Covid-19 has dominated much of the news for the past few years, but as the recovery gathers pace new challenges have arisen, not least inflation, the huge global impact of the war in Ukraine and, perhaps most importantly, greater pressure to aid the energy transition.  These issues, and the response to them, is central to this year's TXF export finance research report.

With over 400 unique survey responses from 29 individual banks, 18 ECAs and hundreds of their corporate clients and insights from multiple interviewees, the report has the following take-aways for the industry:

ECA and bank exposure to Russia is significant and claims are expected

Russia was the 3rd largest borrower in 2021, and the largest borrowing country according to TXF data. The accumulative total volume of ECA debt extended to the Russian Federation stands at $40.4 billion across 88 deals. And the concentration risk for project sponsors, European/Russian banks, and ECAs active in the region is high, especially in the oil & gas sector. ECAs with exposure to Russia are expecting claims, according to one European ECA with a large exposure to Russia.

“It's no secret that ECAs expect claims, however we don't know which volume these claims will produce, and I think not everything will have to be paid out this year because if we have longer term transactions we pay according to the maturity schedule. So payments will be divided over years to come, provided the situation doesn't change.”
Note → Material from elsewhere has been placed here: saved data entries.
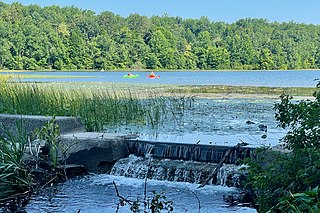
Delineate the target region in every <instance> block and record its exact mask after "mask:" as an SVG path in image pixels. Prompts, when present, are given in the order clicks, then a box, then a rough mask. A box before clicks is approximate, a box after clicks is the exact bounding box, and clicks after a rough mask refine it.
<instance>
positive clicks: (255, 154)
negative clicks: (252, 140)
mask: <svg viewBox="0 0 320 213" xmlns="http://www.w3.org/2000/svg"><path fill="white" fill-rule="evenodd" d="M319 88H320V83H318V85H317V90H316V92H315V93H314V100H302V101H299V102H294V101H292V99H291V97H289V96H288V95H282V96H281V102H280V103H278V104H275V110H276V115H275V117H276V119H277V120H278V121H279V125H280V126H281V127H283V128H285V127H289V128H290V130H289V131H288V133H287V135H286V136H285V137H284V138H283V139H282V141H283V142H284V147H285V148H286V149H287V151H286V152H279V151H272V150H270V149H265V148H264V149H258V150H257V152H256V154H255V156H254V158H252V159H250V160H249V161H248V162H249V179H248V183H247V188H249V189H251V190H253V191H254V195H255V202H256V204H257V207H258V209H259V212H267V211H269V210H270V211H269V212H318V211H319V209H320V200H319V199H318V198H319V196H320V190H318V186H319V185H320V151H319V147H320V91H319ZM302 199H303V200H302Z"/></svg>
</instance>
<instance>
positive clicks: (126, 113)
mask: <svg viewBox="0 0 320 213" xmlns="http://www.w3.org/2000/svg"><path fill="white" fill-rule="evenodd" d="M0 85H1V86H0V113H10V114H29V115H50V116H52V115H56V116H79V117H81V119H82V121H83V123H84V124H85V127H86V129H87V130H88V131H99V130H102V129H103V128H104V126H105V125H113V126H115V125H127V124H139V125H148V126H150V127H152V128H156V127H157V126H158V125H159V124H160V123H161V122H163V121H165V119H166V118H167V117H168V116H169V115H170V114H171V115H173V114H176V113H177V111H179V112H180V113H181V111H182V110H183V107H185V106H186V105H187V104H186V103H183V102H187V101H188V100H187V98H181V97H179V98H178V97H173V96H171V97H164V96H161V95H158V94H156V93H153V92H151V91H149V92H146V95H144V97H142V96H141V95H140V94H138V93H134V92H132V91H131V90H129V89H126V90H116V89H102V88H101V89H99V88H94V89H88V88H69V89H67V88H66V87H45V86H41V85H42V84H36V83H18V82H11V81H7V82H2V83H1V84H0ZM189 105H190V103H189ZM181 107H182V108H181ZM168 109H169V110H168Z"/></svg>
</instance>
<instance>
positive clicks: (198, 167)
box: [110, 155, 243, 186]
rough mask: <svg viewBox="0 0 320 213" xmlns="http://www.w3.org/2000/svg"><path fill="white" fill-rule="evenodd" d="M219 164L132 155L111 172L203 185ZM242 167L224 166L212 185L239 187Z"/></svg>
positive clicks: (115, 174)
mask: <svg viewBox="0 0 320 213" xmlns="http://www.w3.org/2000/svg"><path fill="white" fill-rule="evenodd" d="M216 165H217V164H215V163H205V162H196V161H185V160H170V159H155V158H150V157H149V158H143V157H137V156H135V155H130V156H129V157H128V158H123V159H120V160H119V161H118V162H116V163H115V165H114V166H113V168H112V170H111V173H110V174H111V175H117V176H125V177H131V178H139V179H144V178H145V177H146V175H147V178H148V179H153V180H166V181H175V182H189V183H196V184H199V183H202V182H204V181H205V180H206V179H207V178H208V177H209V176H210V174H211V172H212V171H213V170H214V168H215V167H216ZM240 167H241V166H236V165H232V164H225V165H223V166H222V167H221V168H220V170H219V172H218V175H217V179H216V180H214V181H213V183H212V182H211V183H210V184H215V185H223V186H238V185H239V184H240V179H241V178H242V177H243V173H242V172H239V170H240Z"/></svg>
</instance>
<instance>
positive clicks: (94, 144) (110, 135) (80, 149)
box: [60, 132, 129, 172]
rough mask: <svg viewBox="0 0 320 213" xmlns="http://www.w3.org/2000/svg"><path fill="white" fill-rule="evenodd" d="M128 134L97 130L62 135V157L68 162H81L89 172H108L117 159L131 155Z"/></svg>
mask: <svg viewBox="0 0 320 213" xmlns="http://www.w3.org/2000/svg"><path fill="white" fill-rule="evenodd" d="M126 137H127V135H124V134H109V133H97V132H83V133H75V134H65V135H62V136H61V144H60V147H61V150H62V152H63V153H62V155H61V158H62V159H64V160H65V161H66V163H67V164H79V165H83V166H84V167H86V168H87V169H88V171H89V172H97V171H98V172H99V171H101V172H106V171H108V170H109V169H110V167H111V165H113V164H114V163H115V162H116V161H117V160H119V159H120V158H123V157H127V156H128V155H129V151H128V146H127V143H126V140H125V139H124V138H126Z"/></svg>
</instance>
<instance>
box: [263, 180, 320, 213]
mask: <svg viewBox="0 0 320 213" xmlns="http://www.w3.org/2000/svg"><path fill="white" fill-rule="evenodd" d="M319 198H320V190H319V187H318V186H317V187H315V188H313V189H310V190H307V191H305V192H303V193H295V194H290V196H287V197H281V198H280V201H279V203H278V204H277V205H276V206H274V207H273V208H272V209H271V210H270V211H268V213H271V212H275V211H277V212H295V213H303V212H310V213H316V212H320V199H319Z"/></svg>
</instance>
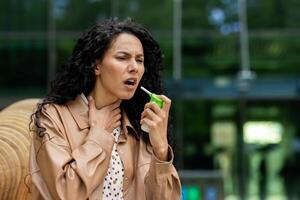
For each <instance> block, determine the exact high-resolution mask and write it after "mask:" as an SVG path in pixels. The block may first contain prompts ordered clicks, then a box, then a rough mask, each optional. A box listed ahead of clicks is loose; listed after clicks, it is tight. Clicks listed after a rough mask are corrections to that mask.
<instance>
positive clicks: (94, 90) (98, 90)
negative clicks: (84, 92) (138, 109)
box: [90, 84, 118, 109]
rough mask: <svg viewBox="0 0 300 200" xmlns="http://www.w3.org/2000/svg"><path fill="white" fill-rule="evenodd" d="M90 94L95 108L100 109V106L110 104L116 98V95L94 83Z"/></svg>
mask: <svg viewBox="0 0 300 200" xmlns="http://www.w3.org/2000/svg"><path fill="white" fill-rule="evenodd" d="M90 95H91V96H92V97H93V98H94V100H95V104H96V105H95V106H96V108H97V109H101V108H102V107H104V106H107V105H110V104H112V103H114V102H116V101H117V100H118V99H117V97H115V96H113V95H111V94H109V93H108V92H107V91H106V90H105V89H104V88H103V87H101V86H100V85H98V84H96V85H95V87H94V89H93V90H92V92H91V93H90Z"/></svg>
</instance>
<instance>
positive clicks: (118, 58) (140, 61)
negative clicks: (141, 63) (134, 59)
mask: <svg viewBox="0 0 300 200" xmlns="http://www.w3.org/2000/svg"><path fill="white" fill-rule="evenodd" d="M117 59H118V60H126V59H127V58H126V57H117ZM136 61H137V62H138V63H144V60H143V59H138V60H136Z"/></svg>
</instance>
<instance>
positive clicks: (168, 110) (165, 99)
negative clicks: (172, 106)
mask: <svg viewBox="0 0 300 200" xmlns="http://www.w3.org/2000/svg"><path fill="white" fill-rule="evenodd" d="M157 97H158V98H160V99H162V100H163V101H164V106H163V109H164V110H165V111H167V112H169V110H170V107H171V103H172V101H171V99H169V98H168V97H167V96H165V95H157Z"/></svg>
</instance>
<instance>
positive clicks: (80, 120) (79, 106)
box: [67, 94, 139, 141]
mask: <svg viewBox="0 0 300 200" xmlns="http://www.w3.org/2000/svg"><path fill="white" fill-rule="evenodd" d="M86 102H87V100H86V97H85V96H84V95H83V94H81V95H78V96H77V97H76V98H75V99H74V100H73V101H70V102H68V103H67V107H68V109H69V111H70V113H71V114H72V116H73V119H74V120H75V122H76V124H77V126H78V127H79V129H80V130H83V129H86V128H89V127H90V125H89V121H88V104H87V103H86ZM121 120H122V130H123V131H122V132H123V133H125V134H124V136H125V137H122V135H121V136H120V141H122V140H123V139H125V140H126V138H127V135H128V130H130V132H133V134H134V135H135V136H136V137H137V138H139V134H138V133H137V131H136V130H135V128H134V127H133V126H132V124H131V123H130V121H129V118H128V116H127V114H126V112H125V110H122V119H121Z"/></svg>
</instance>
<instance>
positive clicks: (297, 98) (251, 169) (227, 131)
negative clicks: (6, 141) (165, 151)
mask: <svg viewBox="0 0 300 200" xmlns="http://www.w3.org/2000/svg"><path fill="white" fill-rule="evenodd" d="M299 10H300V1H299V0H248V1H246V0H209V1H205V0H151V1H149V0H148V1H147V0H11V1H0V110H1V109H3V108H4V107H6V106H8V105H9V104H11V103H13V102H15V101H18V100H21V99H26V98H33V97H34V98H37V97H38V98H42V97H43V96H44V95H45V94H46V92H47V89H48V88H49V82H50V80H51V79H53V77H54V75H55V72H56V70H57V69H58V68H59V67H60V66H61V65H62V64H63V63H64V62H65V61H66V60H67V58H68V56H69V55H70V54H71V52H72V48H73V46H74V44H75V42H76V40H77V39H78V38H79V36H80V34H81V33H82V32H83V31H84V30H86V29H87V28H89V27H90V26H92V25H94V24H95V23H96V22H97V21H101V20H103V19H107V18H110V17H119V18H120V19H124V18H126V17H132V18H134V19H136V21H137V22H139V23H141V24H143V25H144V26H145V27H147V28H148V29H149V30H150V32H151V33H152V34H153V36H154V38H155V39H156V40H157V41H158V42H159V44H160V45H161V48H162V51H163V54H164V64H165V66H166V68H165V71H164V80H165V86H166V93H167V95H168V96H170V97H171V98H172V100H173V101H172V102H173V106H172V110H171V112H172V118H173V127H174V140H175V144H176V146H175V153H176V160H175V164H176V167H177V169H178V170H179V173H180V176H181V178H182V183H183V197H182V199H189V200H194V199H195V200H196V199H197V200H198V199H200V200H201V199H206V200H215V199H218V200H219V199H228V200H230V199H253V200H254V199H270V200H273V199H274V200H276V199H278V200H281V199H282V200H285V199H300V192H299V191H300V190H299V189H298V187H299V186H298V185H299V184H300V172H299V171H300V170H299V169H298V168H297V167H298V166H300V122H299V120H300V119H299V115H298V112H300V102H299V97H300V56H299V55H300V12H299Z"/></svg>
There continues to be broad dissatisfaction with OECD Arrangement

Despite the recent changes to local content being warmly received there remains broad dissatisfaction with the Arrangement in its current guise, with most respondents giving the Arrangement little more than a 3 out of 5. Only 3% of all respondents did not believe the Arrangement needed changing. Lower minimum premium pricing for projects that achieve positive social / environmental impacts was the most requested change, alongside 100% cover and longer tenors. Despite calls for change, implementing reform has been, and remains, an arduous process at the OECD level, and appears that, for the time being, ECAs will continue playing on uneven ground. A European banker gave their view.    

“There is undercutting of the Arrangement, some ECAs find their way with untied programmes and so on, which shows a lot of flexibility. Some of them have been quite creative with these programmes to support the exporters with a route of around the consensus, which is something you can understand on one hand, on the other hand, of course, it's not a fair level playing field. If you have, let's say, a more strict ECA, this has a negative impact on the local exporter. So there has to be improvement.”
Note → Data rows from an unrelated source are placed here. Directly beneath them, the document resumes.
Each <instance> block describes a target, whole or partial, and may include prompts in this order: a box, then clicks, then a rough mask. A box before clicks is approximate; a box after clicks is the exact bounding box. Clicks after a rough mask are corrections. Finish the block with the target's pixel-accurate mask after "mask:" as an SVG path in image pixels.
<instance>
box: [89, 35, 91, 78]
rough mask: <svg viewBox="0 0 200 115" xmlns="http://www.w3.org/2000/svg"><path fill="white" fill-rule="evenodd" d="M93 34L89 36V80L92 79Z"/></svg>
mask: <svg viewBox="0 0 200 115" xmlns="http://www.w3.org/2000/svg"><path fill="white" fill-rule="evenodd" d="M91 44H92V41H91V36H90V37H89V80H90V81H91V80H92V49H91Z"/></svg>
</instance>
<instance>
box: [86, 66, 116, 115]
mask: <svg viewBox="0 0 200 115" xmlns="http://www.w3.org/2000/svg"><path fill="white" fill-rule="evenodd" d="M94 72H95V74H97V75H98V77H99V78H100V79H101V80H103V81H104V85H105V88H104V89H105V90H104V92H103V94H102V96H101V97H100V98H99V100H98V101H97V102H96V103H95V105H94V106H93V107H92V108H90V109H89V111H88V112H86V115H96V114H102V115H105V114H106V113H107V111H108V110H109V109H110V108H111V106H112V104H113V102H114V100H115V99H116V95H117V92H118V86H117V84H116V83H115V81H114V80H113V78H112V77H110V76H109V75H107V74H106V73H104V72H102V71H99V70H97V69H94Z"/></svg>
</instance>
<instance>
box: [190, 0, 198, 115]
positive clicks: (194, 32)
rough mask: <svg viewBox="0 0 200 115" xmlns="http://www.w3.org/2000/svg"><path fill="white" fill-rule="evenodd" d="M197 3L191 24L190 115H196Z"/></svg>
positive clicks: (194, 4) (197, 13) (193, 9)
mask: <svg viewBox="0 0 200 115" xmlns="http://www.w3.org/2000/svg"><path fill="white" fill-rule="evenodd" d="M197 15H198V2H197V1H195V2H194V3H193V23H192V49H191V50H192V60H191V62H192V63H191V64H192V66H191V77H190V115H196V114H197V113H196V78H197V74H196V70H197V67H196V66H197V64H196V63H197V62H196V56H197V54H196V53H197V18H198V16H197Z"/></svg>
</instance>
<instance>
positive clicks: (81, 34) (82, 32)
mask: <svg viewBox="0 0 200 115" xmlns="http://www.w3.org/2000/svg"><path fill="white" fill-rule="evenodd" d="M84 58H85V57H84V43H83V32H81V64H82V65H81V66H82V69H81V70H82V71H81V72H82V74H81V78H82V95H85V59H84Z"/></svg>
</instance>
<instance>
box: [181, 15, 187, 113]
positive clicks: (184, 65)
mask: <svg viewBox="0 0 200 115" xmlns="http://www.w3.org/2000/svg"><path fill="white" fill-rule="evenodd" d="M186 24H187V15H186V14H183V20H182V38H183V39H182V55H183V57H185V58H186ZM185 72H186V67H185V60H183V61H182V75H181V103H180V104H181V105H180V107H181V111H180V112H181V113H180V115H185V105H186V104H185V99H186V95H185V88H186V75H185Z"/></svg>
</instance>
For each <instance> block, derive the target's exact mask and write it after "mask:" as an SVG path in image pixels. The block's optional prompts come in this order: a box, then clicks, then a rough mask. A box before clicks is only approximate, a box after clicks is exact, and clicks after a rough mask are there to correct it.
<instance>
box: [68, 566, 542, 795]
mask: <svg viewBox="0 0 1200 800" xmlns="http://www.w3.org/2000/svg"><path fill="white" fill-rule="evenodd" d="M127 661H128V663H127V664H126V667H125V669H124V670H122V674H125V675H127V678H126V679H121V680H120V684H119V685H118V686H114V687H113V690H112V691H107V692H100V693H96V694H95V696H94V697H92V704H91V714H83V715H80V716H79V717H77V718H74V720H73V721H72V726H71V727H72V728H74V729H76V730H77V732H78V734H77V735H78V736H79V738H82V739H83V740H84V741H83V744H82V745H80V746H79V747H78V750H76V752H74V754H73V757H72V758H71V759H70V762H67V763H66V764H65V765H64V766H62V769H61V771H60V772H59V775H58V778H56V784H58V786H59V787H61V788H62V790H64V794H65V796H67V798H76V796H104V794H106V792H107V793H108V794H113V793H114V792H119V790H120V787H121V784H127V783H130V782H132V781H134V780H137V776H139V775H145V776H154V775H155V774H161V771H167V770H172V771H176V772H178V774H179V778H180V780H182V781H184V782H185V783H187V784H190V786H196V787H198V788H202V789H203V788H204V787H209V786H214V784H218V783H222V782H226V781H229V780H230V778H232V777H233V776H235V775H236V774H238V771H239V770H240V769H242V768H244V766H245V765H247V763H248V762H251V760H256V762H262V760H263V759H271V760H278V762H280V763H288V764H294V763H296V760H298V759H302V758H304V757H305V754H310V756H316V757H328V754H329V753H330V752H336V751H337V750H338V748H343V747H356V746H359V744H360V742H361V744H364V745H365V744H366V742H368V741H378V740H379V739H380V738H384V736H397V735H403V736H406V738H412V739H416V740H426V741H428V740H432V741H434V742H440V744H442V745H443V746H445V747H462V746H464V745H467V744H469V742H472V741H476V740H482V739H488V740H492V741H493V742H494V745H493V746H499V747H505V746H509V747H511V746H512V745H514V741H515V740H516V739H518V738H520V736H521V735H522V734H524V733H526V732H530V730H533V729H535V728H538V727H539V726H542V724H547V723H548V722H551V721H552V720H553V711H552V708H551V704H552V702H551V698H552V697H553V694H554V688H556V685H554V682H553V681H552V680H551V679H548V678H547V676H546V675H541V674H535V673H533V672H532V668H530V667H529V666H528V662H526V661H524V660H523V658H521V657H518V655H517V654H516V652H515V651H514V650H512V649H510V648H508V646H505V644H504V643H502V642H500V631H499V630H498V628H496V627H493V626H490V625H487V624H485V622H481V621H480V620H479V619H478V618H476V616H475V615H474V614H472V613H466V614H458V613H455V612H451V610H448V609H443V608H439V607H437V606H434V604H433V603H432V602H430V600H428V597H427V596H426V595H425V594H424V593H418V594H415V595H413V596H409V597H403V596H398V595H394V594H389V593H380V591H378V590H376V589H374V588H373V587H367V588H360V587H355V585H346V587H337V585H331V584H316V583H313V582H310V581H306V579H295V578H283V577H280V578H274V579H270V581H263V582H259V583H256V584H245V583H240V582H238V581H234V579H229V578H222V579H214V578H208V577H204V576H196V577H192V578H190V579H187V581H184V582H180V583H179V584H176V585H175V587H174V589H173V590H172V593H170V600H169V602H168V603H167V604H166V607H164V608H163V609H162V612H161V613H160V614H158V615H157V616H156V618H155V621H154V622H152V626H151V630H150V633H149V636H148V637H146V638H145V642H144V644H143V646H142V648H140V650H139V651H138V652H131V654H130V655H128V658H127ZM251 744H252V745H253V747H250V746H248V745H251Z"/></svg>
Banks are showing greater appetite for sustainable deals, but corporates expect to pay less

This year's banking heatmap shows that across the exporters and buyers, appetite for sustainable deals among banks was the third highest scoring attribute, up from last place in 2021’s ranking, suggesting banks have made material progress in this area. Moreover, two thirds of banks stated that they provide more attractive financing for sustainable projects. However, the vast majority of banks showed a reticence to reduce their pricing on suitable deals by any significant margin, creating a mismatch in pricing expectations between the banks and corporates.  

“If you look at the surveys, as part of the ICC white paper, there is a disappointingly low percentage of people being incentivised to change the mix of the outcomes of their day jobs,” according to one banker. “In the end, the question is, have your incentives changed fundamentally? If you don't set people's targets, they’ll keep doing what they're doing.”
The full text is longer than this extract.